KUALA LUMPUR (May 11): The Malaysian Investment Development Authority (MIDA) and the Construction Industry Development Board (CIDB) believed productivity, safety and competitiveness among industry players will be enhanced with the greater adoption of Industrialised Building Systems (IBS).

“The industry’s dependency on foreign workers could be further reduced with the adoption of technology such as IBS... At the same time, IBS will contribute towards improving productivity, safety, and competitiveness of the industry players, which in turn translates into economic gains and growth,” said MIDA deputy CEO Datuk Phang Ah Tong (pictured) at the “Dialogue on Enhancing the Implementation of Industrialised Building Systems (IBS) in Malaysia” event held at MIDA’s headquarters in KL Sentral today

The half-day event focused on nurturing the local construction players towards global competitiveness through the adoption of new and relevant technology such as IBS. Some 150 delegates related to the construction industry attended the event.

MIDA provides both fiscal and non-fiscal support to encourage companies to embrace innovation and technology such as IBS. Companies that manufacture IBS components are eligible to apply for tax incentives from MIDA in the form of either pioneer status or investment tax allowance.

“The main incentives under the Promotion of Investment Act (PIA) 1986 are pioneer status for income tax exemption of 70% of statutory income for five years or investment tax allowance of 60% of qualifying capital expenditure incurred within a period of five years,” said Phang.

Phang added that the government has promoted IBS since 1999, but the implementation levels remained low compared with some countries such as Germany, the UK, the US and Australia.

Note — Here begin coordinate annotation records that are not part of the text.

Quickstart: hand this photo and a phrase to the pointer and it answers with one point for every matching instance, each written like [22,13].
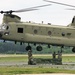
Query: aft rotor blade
[31,8]
[60,3]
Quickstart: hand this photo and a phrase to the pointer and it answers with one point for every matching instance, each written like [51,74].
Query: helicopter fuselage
[40,33]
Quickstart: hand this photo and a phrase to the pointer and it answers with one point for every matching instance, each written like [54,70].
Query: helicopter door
[20,31]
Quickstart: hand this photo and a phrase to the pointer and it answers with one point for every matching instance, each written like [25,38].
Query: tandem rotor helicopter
[13,29]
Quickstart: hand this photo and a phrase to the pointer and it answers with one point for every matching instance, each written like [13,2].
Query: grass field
[9,70]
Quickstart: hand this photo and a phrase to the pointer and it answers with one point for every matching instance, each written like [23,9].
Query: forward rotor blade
[60,3]
[31,8]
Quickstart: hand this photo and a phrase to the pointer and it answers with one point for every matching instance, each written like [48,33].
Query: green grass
[23,70]
[9,70]
[16,58]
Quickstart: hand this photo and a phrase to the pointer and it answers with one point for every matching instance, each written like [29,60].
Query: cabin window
[20,30]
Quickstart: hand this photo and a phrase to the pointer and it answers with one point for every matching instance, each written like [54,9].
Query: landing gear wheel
[28,48]
[39,48]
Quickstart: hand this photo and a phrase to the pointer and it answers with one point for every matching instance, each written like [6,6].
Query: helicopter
[13,29]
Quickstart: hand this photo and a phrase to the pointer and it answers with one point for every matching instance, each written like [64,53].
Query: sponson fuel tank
[11,18]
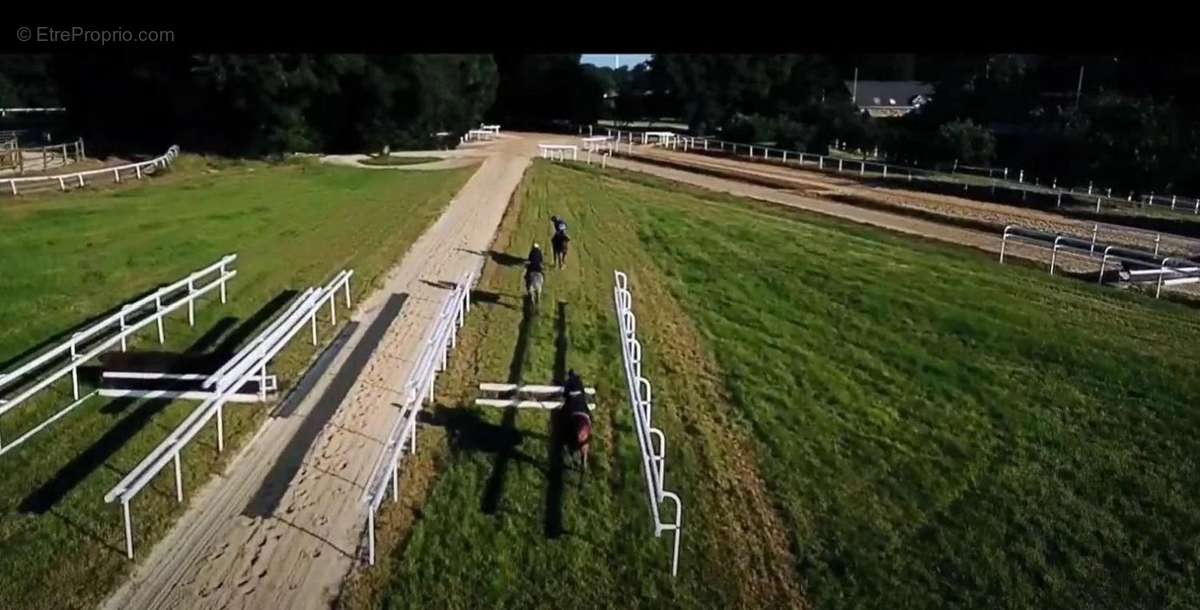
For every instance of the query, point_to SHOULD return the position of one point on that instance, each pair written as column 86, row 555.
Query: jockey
column 534, row 262
column 574, row 399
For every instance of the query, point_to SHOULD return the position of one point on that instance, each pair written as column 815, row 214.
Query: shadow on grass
column 553, row 525
column 495, row 488
column 99, row 453
column 268, row 497
column 491, row 298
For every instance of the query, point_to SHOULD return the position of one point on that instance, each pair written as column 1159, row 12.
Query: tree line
column 1132, row 119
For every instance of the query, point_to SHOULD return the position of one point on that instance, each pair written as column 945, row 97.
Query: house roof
column 888, row 93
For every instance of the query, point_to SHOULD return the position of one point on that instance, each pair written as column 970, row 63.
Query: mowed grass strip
column 397, row 160
column 934, row 430
column 940, row 430
column 70, row 257
column 491, row 516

“It has been pointed out that [the] fragmented and disconnected construction supply chain is the leading cause of [a] limited uptake to IBS… This problem calls for an improvement in communication and integration among the relevant IBS players such as designer, contractors and manufacturers, more so at the design stage,” he said. “The outlook for IBS implementation in Malaysia is bright but much work is still needed from the government to convince the contractors, manufacturers and suppliers to adopt IBS construction.”

IBS represents the adoption of construction industrialisation and the use of prefabricated components in building construction.